Further research on the mechanism of how exactly such reversal of ageing happens in germline cells may be the key to tackling age-related illnesses like Parkinson’s and slowing ageing.
Clocking our lives and health
While it’s tempting to think that a grand epigenetic clock will provide all the information about a person’s ageing process, many scientists are looking at more specific epigenetic clocks aimed at different tissues or parts of the body.
The first generation of epigenetic clocks looked at measures of ageing in the blood such as blood pressure and lipid levels. But now epigenetic clocks linked to specific tissues like brain or liver are being developed. The goal is to determine the epigenetic signatures of specific diseases.
Grail, an American company that was acquired in 2021 by DNA sequencing major Illumina, claims to have come up with a test for detecting more than 50 types of cancers based on altered methylation patterns in the blood’s DNA.
Other teams of researchers are examining epigenetic signatures associated with lifestyle choices such as alcohol and smoking.
Can ageing be reversed?
A study published in 2019, though small in scope, created a buzz by giving nine men drugs that knocked 2.5 years off their biological age.
While Intervene Immune, a California-based anti-ageing biotech company, conducted the trial, Steve Horvath, a leading anti-ageing researcher at the University of California, Los Angeles, used an epigenetic clock for analyzing the participants’ blood samples.
But many scientists have cautioned against reading too much too quickly into the findings. The biggest shortcoming of the study, according to critics, was that it was small, unblinded and lacked a placebo component, weaknesses that Horvath acknowledges.

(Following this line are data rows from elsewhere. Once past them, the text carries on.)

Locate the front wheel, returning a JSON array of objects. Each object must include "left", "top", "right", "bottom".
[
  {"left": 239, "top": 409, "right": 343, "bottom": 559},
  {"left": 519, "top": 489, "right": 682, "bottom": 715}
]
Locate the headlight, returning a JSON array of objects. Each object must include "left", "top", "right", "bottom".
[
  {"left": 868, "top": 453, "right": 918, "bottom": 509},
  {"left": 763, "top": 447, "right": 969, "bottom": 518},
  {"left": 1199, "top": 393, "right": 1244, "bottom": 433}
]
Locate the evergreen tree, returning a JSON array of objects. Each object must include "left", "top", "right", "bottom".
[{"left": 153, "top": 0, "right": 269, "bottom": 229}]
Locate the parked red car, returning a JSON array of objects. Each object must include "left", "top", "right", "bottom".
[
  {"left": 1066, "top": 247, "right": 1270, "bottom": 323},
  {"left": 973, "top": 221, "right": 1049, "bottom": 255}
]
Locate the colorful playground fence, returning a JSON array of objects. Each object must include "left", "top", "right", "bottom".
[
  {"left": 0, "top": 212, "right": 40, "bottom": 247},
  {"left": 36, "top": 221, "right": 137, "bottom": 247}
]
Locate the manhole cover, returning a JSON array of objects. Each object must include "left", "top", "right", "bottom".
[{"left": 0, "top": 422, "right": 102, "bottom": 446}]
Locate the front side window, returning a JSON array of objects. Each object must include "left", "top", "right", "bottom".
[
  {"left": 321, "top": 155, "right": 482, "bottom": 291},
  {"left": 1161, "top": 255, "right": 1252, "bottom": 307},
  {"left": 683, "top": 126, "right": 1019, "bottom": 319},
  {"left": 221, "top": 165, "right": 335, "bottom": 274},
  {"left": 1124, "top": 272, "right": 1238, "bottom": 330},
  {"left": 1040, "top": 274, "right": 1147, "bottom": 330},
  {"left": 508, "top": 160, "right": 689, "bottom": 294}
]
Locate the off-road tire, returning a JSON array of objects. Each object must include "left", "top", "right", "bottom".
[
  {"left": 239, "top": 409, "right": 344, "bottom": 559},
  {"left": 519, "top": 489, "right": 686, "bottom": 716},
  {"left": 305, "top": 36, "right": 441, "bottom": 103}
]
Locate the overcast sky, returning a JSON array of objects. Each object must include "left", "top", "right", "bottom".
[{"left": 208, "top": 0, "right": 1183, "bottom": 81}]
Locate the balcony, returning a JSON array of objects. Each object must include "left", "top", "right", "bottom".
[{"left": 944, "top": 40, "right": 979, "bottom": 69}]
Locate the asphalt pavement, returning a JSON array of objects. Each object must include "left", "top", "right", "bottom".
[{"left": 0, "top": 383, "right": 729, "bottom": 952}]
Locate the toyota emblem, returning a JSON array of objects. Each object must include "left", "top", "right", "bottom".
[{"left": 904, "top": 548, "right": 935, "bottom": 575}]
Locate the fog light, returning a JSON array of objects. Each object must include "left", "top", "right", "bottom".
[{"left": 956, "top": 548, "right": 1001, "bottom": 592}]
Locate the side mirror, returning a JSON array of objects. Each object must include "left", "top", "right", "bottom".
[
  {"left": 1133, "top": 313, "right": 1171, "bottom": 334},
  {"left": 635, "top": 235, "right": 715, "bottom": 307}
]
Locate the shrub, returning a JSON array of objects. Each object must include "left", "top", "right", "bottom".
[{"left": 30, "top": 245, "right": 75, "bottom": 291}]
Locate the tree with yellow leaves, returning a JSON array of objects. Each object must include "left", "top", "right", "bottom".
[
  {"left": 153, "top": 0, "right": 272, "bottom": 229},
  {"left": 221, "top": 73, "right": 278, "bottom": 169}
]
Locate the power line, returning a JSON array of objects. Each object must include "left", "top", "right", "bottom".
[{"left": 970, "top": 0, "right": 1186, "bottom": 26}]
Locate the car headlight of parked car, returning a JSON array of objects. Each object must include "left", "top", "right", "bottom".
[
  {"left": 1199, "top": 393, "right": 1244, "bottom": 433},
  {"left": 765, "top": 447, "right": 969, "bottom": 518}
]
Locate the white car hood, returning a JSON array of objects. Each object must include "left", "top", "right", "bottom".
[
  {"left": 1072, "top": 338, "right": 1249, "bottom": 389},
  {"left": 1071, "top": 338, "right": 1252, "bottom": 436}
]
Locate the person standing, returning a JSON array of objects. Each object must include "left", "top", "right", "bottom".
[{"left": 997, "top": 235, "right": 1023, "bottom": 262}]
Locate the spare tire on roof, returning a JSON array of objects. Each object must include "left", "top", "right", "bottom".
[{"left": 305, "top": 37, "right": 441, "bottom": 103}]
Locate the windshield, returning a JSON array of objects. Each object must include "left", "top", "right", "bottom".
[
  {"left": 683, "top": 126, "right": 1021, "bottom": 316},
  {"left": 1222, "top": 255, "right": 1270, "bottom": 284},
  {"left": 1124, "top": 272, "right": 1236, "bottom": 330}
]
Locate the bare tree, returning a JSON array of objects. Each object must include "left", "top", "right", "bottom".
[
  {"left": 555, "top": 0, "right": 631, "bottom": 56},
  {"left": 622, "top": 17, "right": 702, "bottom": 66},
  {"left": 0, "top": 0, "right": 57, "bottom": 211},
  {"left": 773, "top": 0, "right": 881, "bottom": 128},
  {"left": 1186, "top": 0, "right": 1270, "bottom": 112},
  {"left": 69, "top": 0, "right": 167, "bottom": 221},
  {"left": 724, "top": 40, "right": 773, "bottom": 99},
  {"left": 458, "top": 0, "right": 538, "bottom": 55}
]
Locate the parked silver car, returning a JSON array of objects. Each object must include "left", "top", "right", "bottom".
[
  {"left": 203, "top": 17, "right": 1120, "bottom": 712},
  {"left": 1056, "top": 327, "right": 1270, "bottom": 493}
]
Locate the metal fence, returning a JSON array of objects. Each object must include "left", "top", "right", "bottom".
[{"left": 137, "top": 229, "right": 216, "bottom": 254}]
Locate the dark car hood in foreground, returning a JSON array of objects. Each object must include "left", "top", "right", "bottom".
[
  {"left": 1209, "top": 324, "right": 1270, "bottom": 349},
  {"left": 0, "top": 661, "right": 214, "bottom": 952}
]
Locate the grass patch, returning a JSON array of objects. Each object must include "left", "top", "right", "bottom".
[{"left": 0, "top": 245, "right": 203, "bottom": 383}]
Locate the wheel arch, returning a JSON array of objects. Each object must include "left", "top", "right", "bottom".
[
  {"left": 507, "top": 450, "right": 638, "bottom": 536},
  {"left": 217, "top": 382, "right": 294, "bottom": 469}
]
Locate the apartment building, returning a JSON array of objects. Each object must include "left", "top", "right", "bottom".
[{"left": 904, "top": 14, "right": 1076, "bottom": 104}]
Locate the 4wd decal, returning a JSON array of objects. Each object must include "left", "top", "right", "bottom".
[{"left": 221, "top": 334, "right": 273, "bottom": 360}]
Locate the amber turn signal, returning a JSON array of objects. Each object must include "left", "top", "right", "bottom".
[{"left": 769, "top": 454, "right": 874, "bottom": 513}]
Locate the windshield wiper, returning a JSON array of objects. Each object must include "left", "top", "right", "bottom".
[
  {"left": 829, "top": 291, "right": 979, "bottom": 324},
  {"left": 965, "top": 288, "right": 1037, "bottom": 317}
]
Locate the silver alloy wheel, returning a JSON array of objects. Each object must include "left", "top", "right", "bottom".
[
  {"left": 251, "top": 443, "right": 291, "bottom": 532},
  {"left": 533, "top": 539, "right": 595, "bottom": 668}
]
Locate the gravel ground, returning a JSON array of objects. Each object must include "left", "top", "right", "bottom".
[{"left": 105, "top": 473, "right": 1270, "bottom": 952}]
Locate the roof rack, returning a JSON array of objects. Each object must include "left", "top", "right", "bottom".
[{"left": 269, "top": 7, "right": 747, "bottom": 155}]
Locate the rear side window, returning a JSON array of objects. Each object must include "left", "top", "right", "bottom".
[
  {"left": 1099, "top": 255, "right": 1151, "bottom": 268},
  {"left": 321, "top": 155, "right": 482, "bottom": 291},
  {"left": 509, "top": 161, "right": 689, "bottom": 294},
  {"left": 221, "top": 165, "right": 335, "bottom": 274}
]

Perhaps more sophisticated studies will address some of these concerns. There is a sense that this area of research is still fluid and we are in the early days of what might be a life-altering science.
Horvath, a professor of human genetics and biostatistics, is credited with the discovery in 2011-13 of the first-ever epigenetic clock, which is also called the Horvath Biological Clock. A lot of anti-ageing research in the last decade has been influenced by his foundational work.
When he was barely out of his teens, Horvath, together with his twin brother and some of their friends, decided to dedicate their lives to the pursuit of prolonging human life. Though Horvath’s brother later became a psychiatrist, Horvath is living his dream. During a TEDx talk in 2020, he told his audience that thousands of researchers were working on various aspects of slowing the ageing process. “To the older people in the audience, I want to say, be brave, hang in there. Exciting interventions are in the pipeline.”